The Lord is so faithful. My mom always told me that we operate under the favor of the Lord, and while I know that to be true, time and time again it's been proven, sometimes I forget how relevant we are to the Lord. I have been worried about daycare and my work schedule and going back to work for some time now. It's not been a secret, that's for sure! I have laid awake some nights, my mind too full for sleep, and sometimes the tears wouldn't stop. So, today, it was with a heavy, yet expectant, heart that I left my babies in the care of other people and went off to work for the first time since February.
The difference between the last few weeks and this week is remarkable to me. Because last week, most of the days were bad; really bad. I felt so heavy, so down, and generally sad. This week, when I expected to be a basket case, I was strangely peaceful. More so than I have ever been at the start of a school year. In a sense, I almost felt prepared. In church a few weeks ago, our pastor (my dad) spoke on living a blessed life. That really spoke to me. In that message, there were several scripture references about blessing and how to pray for blessing. However, in my prayers to the Lord, it felt to me that about all I was able to do was cry out and tell him how badly I felt. And even that prayer seemed helpless to me because I felt like words, of all things, are my strongest ability, and I couldn't even find the words to express my desires about my children to the Lord.
Then, last week, I was able to access my work schedule online, and I found out that I was supposed to teach 2 literature reading classes, 1 journalism writing class, and 3 general writing classes. If you don't know anything about middle school writing, let me just say that it needs a lot of help, and those 4 writing classes were equl to 114 students (no to mention the 60 literature students!). So my mom and I decided that we would pray for favor. I emailed my boss, asked if I could meet with him this week when we returned to work, which is the week before school starts, the week AFTER kids had already picked up their schedules. What I really felt would be manageable for me was to have 4 reading classes, 1 journalism writing class, and 1 writing class. I felt it was a long shot, really, but I decided to ask for it, expecting that I would be relieved of 1/3 of the writing classes, but not 2/3. When I got to work, it didn't look good for me. My boss stated that there were two other teachers with difficult Language Arts loads; one of them with the exact schedule that I had. He asked if we could meet later in the day, and so during that time, I simply told the Lord the problem was his, and that I knew I was in his favor above all else. The meeting was set for 11:10. I walked in a couple of minutes before, and my boss had already begun the meeting without me. In fact, they were almost done. It was the other teacher in question, my boss, the department chairperson, and then me. As I sat down, they announced they had moved the schedule around and asked if it would be okay with me if another teacher took two of my writing classes and gave me two of her reading classes.

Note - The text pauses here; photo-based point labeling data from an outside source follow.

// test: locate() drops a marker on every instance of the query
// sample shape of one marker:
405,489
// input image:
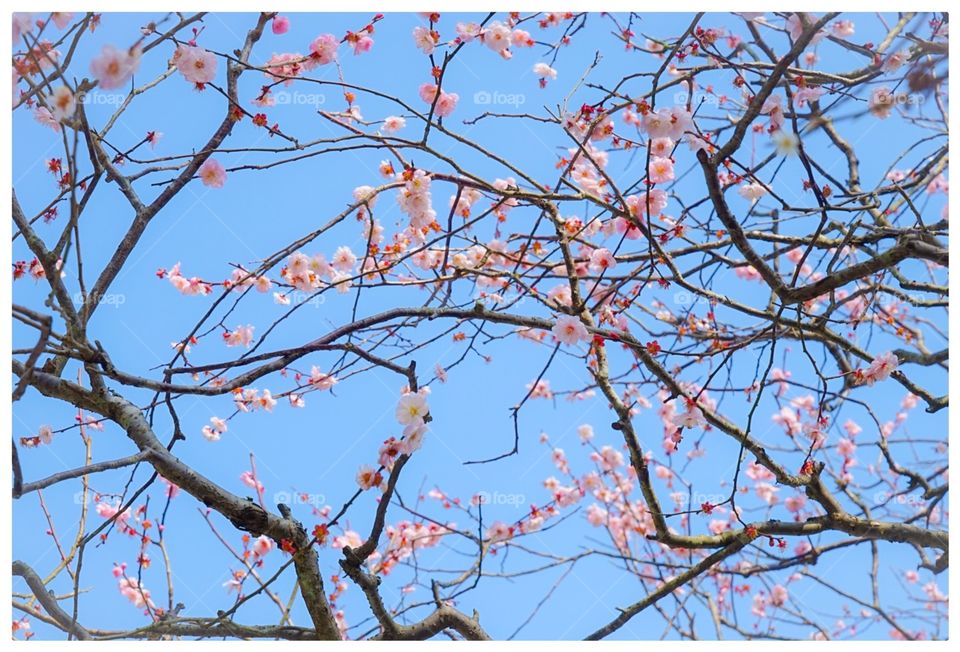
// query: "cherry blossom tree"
719,263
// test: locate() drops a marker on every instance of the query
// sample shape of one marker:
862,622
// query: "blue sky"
317,450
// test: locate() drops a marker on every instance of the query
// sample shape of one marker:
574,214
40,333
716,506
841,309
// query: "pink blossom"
499,531
661,170
280,24
881,368
368,477
251,481
62,104
393,123
212,174
240,336
412,409
262,545
323,50
569,330
794,503
197,65
544,71
131,589
778,595
846,447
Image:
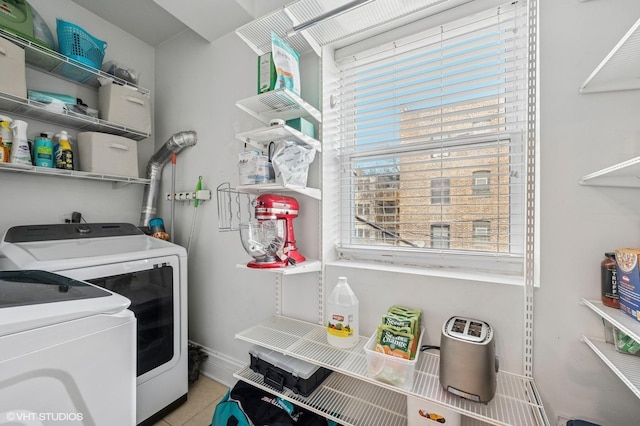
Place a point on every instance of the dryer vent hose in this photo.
(154, 171)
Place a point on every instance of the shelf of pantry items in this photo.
(309, 265)
(38, 111)
(517, 401)
(625, 366)
(259, 138)
(52, 62)
(278, 104)
(622, 175)
(261, 188)
(620, 69)
(23, 168)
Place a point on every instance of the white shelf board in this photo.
(625, 366)
(261, 188)
(620, 69)
(309, 265)
(262, 136)
(16, 106)
(517, 401)
(622, 175)
(278, 104)
(616, 317)
(21, 168)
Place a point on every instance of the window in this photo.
(440, 191)
(481, 231)
(423, 126)
(481, 182)
(440, 236)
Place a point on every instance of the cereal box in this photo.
(628, 281)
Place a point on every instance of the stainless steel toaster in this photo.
(468, 362)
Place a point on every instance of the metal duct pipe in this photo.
(154, 171)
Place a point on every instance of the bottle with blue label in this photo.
(43, 151)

I am sure my face gave me away, but I was able to say, "If that is what you have worked out, then it will be just fine with me." I walked out of that meeting with exactly what I asked the Lord for, and it may not seem like a big deal to many, but when you walk away from a day of work in which you have collected more than 100 3-page writing pieces or projects, and then have another 60 reading book reports to grade on top of that, it is evident just how much the Lord was working on my behalf!
To top it all off, I picked up Scarlet from her first day of daycare. A day in which her primary caregiver (the one who knew all the details) had called in sick. Not only did she take 2 naps, she took two really good naps at the correct times, and her eating and everything else was totally normal. This was my other prayer...that there would be no interruption to her and that she would be able to sleep in a completely different environment than she was used to, without trouble.
Let me remind you how faithful the Lord is. He is always on time, and as humans, we seem to forget that our lives are not our own. I was able to tell two people at work today that the Lord had answered my prayer.